I get the idea about keeping the computer unimcumbered and as such free of all the crap that slows performance but what use is a computer, in particular a lap top (read "bought with the intention of using in a portable manner) that can't store any data on it? Plus the idea of improving performance kind of dies away when you have to account for possible lag caused by varying internet connection speeds.

Surely we have the always on, instant access, that we were told we would get, in both android and Apple tablets with both having keyboard and mouse options that make them comparible to other small lap tops for web browsing and such, especially the android powered net books.

When I first heard about Chrome OS I thought the idea was great but technology has move on a lot between the project being anounced and the availablity of the product in the shops. If they were cheap I'd understand it but they've only just been launched over here, complete with Norwegian keyboards and characters, and I don't see any noticable price difference to comparible android and windows devices which are capable of so much more, not least off line use.

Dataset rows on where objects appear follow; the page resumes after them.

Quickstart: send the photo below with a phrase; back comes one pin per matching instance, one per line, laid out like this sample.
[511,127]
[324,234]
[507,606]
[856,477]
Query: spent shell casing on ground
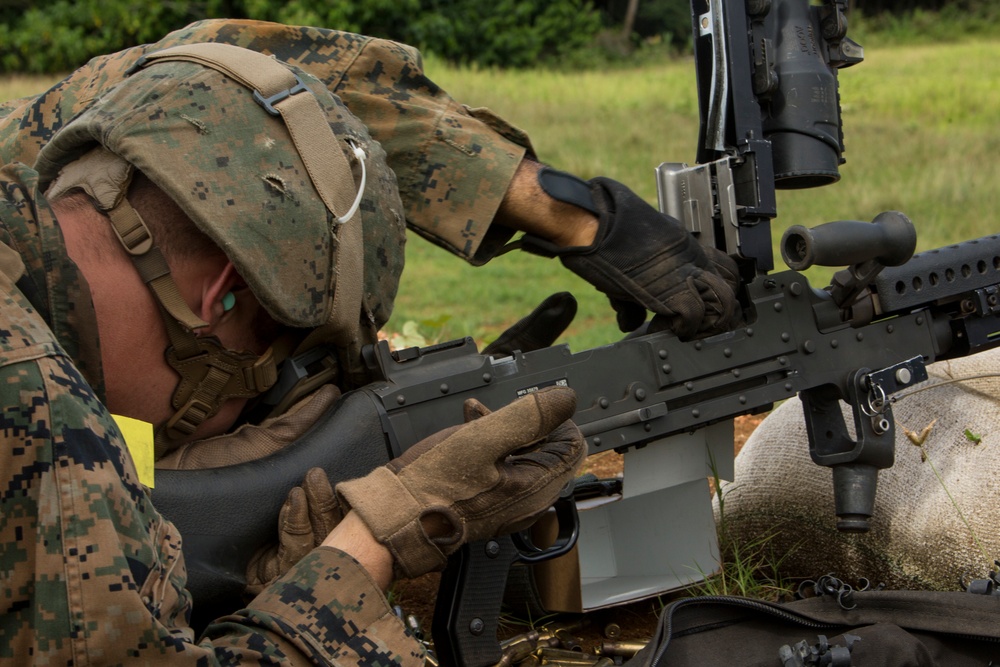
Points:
[624,649]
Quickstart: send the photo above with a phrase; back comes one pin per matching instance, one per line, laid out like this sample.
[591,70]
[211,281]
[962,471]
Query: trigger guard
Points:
[569,531]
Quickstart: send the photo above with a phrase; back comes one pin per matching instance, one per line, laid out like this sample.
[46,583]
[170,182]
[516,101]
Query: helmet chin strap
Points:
[209,373]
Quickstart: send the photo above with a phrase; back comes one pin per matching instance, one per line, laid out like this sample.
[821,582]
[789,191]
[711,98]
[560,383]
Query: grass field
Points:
[921,127]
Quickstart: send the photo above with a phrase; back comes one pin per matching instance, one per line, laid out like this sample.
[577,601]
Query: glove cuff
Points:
[392,515]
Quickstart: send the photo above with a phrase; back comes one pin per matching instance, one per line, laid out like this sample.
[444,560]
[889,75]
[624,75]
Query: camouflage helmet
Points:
[210,142]
[275,170]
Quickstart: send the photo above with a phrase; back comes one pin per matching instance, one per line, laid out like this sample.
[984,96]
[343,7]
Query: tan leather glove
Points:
[493,475]
[310,512]
[252,441]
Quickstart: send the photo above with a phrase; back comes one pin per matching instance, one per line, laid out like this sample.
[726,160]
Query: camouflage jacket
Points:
[453,164]
[91,573]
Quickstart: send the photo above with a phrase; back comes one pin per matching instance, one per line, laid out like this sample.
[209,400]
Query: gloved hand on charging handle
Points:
[494,475]
[644,260]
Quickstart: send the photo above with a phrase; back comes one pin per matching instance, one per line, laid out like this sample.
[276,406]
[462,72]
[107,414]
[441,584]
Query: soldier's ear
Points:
[220,293]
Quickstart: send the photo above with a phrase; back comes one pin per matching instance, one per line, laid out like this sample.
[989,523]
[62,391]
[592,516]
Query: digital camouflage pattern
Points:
[235,171]
[452,163]
[92,574]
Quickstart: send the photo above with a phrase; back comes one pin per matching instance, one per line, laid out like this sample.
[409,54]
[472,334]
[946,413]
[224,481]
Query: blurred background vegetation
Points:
[51,36]
[920,116]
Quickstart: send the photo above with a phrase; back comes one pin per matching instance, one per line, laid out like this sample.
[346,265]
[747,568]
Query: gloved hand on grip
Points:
[493,475]
[310,512]
[645,260]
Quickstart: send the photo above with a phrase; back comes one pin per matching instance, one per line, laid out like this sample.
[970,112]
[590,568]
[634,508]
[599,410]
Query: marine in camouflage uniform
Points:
[92,574]
[452,163]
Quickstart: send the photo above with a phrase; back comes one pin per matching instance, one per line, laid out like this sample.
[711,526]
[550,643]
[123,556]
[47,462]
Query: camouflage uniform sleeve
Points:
[453,163]
[92,570]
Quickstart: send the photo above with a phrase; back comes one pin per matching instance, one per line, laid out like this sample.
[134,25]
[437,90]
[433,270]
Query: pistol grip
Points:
[467,613]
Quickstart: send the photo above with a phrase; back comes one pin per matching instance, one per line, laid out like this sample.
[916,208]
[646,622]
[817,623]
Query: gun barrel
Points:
[889,239]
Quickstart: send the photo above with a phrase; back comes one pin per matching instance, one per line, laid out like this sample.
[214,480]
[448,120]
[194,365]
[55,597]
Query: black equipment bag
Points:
[863,629]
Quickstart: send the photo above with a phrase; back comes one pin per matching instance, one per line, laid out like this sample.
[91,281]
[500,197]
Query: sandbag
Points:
[918,538]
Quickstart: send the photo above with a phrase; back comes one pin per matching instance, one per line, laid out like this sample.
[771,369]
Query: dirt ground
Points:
[635,621]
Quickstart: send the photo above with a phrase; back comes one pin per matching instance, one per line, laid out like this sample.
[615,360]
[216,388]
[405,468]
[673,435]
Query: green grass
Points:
[920,128]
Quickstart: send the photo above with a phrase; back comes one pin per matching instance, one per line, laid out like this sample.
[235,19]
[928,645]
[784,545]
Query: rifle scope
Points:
[798,49]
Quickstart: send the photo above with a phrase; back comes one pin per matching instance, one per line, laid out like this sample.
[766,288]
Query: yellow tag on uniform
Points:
[139,440]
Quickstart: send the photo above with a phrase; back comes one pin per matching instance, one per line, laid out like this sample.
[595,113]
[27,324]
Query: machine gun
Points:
[770,119]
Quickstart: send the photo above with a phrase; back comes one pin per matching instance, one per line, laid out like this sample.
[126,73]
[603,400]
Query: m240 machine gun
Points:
[767,84]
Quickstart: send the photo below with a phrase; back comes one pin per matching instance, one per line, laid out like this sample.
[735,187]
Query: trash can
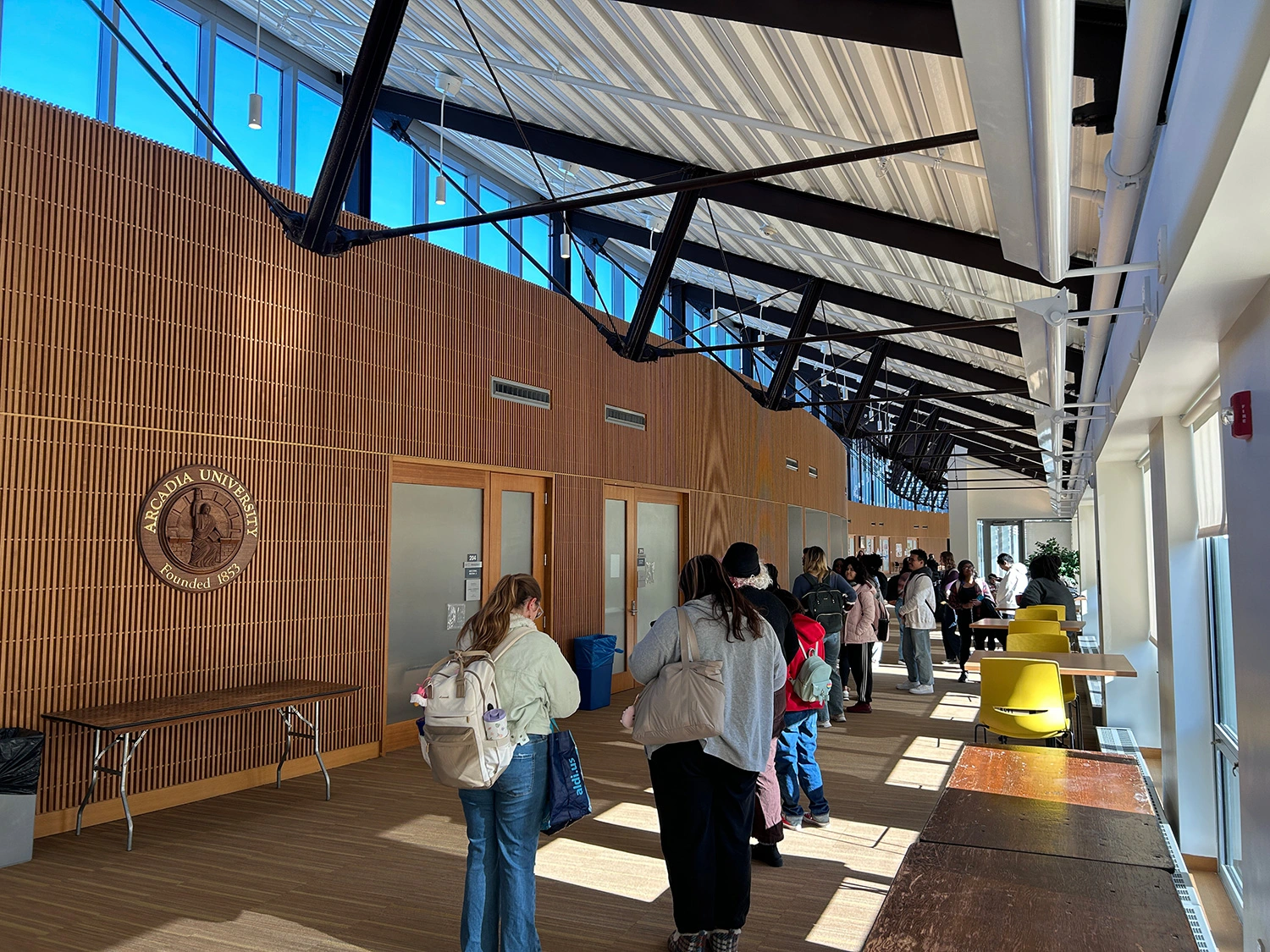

Am I missing something here or have Google just wasted an awful lot of money?


 
There will always be those who buy into it VOTN as they don't get they don't need it. I am sure Google will know that and it will be a money spinner, somewhere along the line

 
The point of the Chromebook is to force you to pay rental for cloud storage. I don't think people will fall for it.
 
But cloud storage for most people's needs is free. Google music lets you store loads of albums, I have a couple of hundred documents on google drive and have barely touched my allocation, pictures and docs in dropbox and only used a fraction and huge capacity on photo bucket and similar not to mention the capacity to store pics on g+ both shared and private and Facebook. If they want people to buy cloud storage they will have to be less generouse with free allocations.
 
I'm currently using around 300gb of the 700gb hard drive on this laptop. I'd imagine that software accounts for a lot of that 300gb. Some work files I don't use often stored on an external hard drive at work and most of my music and photos are on a 1tb external hard disk at home. I'd imagine that software accounts for a lot of that 300gb. I reckon if I kept everything on this laptop I'd need 1.5tb or more. I guess it depends on what you use it for. A HD film can be 1.5 or 2gb.
 
I don't store films on my devices, ironically I stream them. It really is only software and films that take a lot of space and as I'm not a gamer or a film maker or run a business then I only need basic software and not a huge amount of storage.
 
It's the future. Cloud computing is the next big thing. As usual Google are ahead of the game, and until universal fast broadband is the norm, this will seem odd, but within 10 years this is how we will compute. Personal profiles in the cloud accessed from any dumb terminal.